As an example, say you have 3 texts.
text1:
first line
second line
third line

text2:
first line
modified second line
third line

text3:
first line
remodified second line
third line

So if you insert text3 at the start, when you insert text2 you end up with a delta that inserts "first line" into the stream. When you get to text1, you then can copy the bytes for "first line" from text2, and "third line" from text3.

There are a few ways to look at this. For example, one can consider that the recipe for extracting text1, is approximately the same as if you used a simple delta for text3 => text2, and then another delta for text2 => text1. The primary difference is that the recipe has already combined the two deltas together. The main benefit is that to extract text3, you don't have to create the intermediate text2.

One downside to storing the expanded recipes is that there is some redundancy.
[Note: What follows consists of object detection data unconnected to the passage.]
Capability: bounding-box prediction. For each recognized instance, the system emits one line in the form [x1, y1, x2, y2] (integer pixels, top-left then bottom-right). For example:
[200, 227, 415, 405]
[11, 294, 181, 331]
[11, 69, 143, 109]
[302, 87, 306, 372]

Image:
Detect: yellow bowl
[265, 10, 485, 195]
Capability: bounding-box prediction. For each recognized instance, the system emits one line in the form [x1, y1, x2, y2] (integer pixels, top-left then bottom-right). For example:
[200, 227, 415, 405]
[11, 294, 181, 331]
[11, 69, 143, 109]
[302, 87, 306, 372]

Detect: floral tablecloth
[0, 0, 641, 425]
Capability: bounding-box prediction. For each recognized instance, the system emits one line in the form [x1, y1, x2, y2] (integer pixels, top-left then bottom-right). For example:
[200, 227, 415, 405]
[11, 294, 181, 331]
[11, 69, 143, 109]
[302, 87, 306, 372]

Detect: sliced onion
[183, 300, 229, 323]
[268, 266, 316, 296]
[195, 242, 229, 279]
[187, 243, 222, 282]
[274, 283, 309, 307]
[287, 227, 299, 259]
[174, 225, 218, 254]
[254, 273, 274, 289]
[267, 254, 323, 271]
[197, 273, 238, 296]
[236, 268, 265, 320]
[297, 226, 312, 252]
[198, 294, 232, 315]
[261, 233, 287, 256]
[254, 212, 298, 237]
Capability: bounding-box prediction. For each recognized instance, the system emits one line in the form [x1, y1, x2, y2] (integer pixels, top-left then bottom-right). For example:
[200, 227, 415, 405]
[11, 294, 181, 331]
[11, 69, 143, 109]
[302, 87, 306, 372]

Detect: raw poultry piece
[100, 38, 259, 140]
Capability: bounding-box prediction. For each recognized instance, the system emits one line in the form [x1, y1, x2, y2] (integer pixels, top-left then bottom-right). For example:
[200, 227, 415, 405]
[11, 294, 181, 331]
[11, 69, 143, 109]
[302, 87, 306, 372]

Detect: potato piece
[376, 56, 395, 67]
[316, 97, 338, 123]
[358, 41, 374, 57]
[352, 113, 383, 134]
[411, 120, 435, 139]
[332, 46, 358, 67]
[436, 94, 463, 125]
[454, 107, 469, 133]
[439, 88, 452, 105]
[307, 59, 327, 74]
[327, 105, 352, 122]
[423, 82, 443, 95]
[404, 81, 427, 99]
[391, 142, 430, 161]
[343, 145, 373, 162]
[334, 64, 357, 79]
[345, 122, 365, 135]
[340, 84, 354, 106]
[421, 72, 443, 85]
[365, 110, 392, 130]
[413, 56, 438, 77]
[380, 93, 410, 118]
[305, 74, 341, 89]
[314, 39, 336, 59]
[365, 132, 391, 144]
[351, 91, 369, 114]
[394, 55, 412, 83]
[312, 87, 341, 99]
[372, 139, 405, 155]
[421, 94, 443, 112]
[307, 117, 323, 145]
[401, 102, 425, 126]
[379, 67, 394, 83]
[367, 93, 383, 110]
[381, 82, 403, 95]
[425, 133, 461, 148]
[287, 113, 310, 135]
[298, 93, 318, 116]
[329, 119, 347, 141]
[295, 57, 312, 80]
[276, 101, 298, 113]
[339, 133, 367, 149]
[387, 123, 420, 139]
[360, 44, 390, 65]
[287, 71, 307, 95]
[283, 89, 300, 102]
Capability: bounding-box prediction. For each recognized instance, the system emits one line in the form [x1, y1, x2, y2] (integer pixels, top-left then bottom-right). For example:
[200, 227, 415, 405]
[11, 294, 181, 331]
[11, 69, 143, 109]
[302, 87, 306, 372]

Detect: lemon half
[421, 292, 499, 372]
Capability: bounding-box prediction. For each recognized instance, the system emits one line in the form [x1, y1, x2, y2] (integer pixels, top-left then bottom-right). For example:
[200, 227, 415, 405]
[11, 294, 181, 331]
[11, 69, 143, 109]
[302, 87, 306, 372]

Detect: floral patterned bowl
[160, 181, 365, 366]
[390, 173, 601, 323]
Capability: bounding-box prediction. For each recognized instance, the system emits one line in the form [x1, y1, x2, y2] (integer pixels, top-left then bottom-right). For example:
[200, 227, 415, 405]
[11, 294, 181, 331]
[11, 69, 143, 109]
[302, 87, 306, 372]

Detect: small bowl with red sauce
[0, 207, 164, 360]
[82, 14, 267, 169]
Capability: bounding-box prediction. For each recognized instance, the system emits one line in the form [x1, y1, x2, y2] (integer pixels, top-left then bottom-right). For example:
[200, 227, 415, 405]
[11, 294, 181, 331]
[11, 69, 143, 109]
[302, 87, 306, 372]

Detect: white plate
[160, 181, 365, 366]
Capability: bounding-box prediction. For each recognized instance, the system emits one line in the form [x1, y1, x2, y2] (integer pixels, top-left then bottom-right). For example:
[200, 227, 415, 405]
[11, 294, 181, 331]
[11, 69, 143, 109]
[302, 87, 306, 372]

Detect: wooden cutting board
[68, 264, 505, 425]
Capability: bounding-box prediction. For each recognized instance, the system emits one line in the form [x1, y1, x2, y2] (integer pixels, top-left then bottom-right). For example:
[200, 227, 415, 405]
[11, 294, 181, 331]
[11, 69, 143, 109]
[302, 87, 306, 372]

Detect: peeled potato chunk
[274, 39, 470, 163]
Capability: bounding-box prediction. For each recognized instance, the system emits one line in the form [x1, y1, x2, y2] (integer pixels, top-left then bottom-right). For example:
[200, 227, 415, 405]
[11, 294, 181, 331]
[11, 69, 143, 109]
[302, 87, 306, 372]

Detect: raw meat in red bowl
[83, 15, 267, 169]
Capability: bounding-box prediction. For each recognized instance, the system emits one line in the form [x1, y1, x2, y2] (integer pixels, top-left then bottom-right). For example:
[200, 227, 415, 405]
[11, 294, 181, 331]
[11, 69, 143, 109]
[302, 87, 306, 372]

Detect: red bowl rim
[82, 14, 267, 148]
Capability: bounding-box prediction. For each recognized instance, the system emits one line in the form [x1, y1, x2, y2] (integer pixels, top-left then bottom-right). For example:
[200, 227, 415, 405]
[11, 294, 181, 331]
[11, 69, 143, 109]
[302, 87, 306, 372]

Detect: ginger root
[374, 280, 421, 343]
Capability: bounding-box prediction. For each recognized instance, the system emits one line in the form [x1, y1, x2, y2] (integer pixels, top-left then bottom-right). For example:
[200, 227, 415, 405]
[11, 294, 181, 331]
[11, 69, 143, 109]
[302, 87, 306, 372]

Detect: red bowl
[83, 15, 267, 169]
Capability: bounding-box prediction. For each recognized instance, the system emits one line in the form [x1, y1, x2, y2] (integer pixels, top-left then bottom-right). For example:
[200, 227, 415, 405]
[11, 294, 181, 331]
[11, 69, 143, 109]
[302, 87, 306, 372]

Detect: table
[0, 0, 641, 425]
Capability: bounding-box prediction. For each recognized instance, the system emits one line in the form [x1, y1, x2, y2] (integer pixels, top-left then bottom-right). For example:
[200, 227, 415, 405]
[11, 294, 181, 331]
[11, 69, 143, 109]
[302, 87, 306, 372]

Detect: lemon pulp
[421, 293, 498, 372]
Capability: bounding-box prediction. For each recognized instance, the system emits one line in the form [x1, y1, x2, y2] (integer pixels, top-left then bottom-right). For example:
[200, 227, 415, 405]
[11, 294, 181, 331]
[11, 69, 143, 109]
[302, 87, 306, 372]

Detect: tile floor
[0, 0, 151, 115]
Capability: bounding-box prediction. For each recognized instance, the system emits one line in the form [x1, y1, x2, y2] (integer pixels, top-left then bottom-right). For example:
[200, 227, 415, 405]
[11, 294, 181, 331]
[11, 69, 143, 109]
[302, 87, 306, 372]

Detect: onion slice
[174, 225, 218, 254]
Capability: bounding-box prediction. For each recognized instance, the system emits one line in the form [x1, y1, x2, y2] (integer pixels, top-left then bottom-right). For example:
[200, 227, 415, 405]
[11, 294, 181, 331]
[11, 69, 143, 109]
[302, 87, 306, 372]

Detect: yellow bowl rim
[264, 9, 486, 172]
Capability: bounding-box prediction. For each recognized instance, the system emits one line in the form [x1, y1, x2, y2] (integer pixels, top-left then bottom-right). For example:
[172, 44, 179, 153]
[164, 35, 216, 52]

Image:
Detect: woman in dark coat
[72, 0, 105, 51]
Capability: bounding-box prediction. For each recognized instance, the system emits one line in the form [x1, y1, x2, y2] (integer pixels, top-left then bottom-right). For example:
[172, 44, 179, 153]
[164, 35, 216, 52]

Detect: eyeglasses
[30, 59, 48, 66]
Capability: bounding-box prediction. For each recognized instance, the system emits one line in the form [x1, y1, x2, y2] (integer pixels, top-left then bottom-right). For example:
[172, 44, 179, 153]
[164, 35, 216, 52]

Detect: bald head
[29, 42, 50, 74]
Consider that both text2 and text1 will be copying "first line" from text3. In short examples, this isn't a big deal, but if you have 100s of texts in a row, the final recipe will look very similar to the previous one, and they will be copy instructions from a lot of different regions. (Development tends to add lines, so storing things in reverse order means those lines look like deletions. Removing lines splits a copy command into 2 copy commands for the lines before and the lines after.)

A lot of that redundancy is removed by the zlib pass. By doing the delta compression first, you can still get good efficiency from zlib's 32kB window. The other thing we do is analyze the complexity of the recipe. If the recipe starts becoming too involved, we will go ahead and insert a new fulltext, which then becomes a source for all the other texts that follow. There are lots of bits that we can tune here. The most important part right now is making sure that the storage is flexible to allow us to change the compressor in the future, without breaking old clients.


What now?

The branch where the work is being integrated is available from:
bzr branch lp:~bzr/bzr/brisbane-core
cd brisbane-core
make

For now, the new repository format is available as "bzr init-repo --format=gc-chk255-big", but is considered "alpha". Meaning it passes tests, but we reserve the right to change the disk format at will. Our goal is to get the format to "beta" within a month or so. At which point it will land in bzr.dev (and thus the next release) as a "--development" format (also available in the nightly ppa). At that point, we won't guarantee that the format will be supported a year from now, but we guarantee to allow support converting data out of that format. (So if we release --development5, there will be an upgrade path to --development6 if we need to bump the disk format.)

Going further, we are expecting to make it our default format by around June, 2009.

At this point changes are mostly polish and ensuring that all standard use cases do not regress in performance. (Operations that are O(N) are often slower in a split layout, because you spend time bringing in each page. But if you can change them into O(logN) the higher constants don't matter anymore.)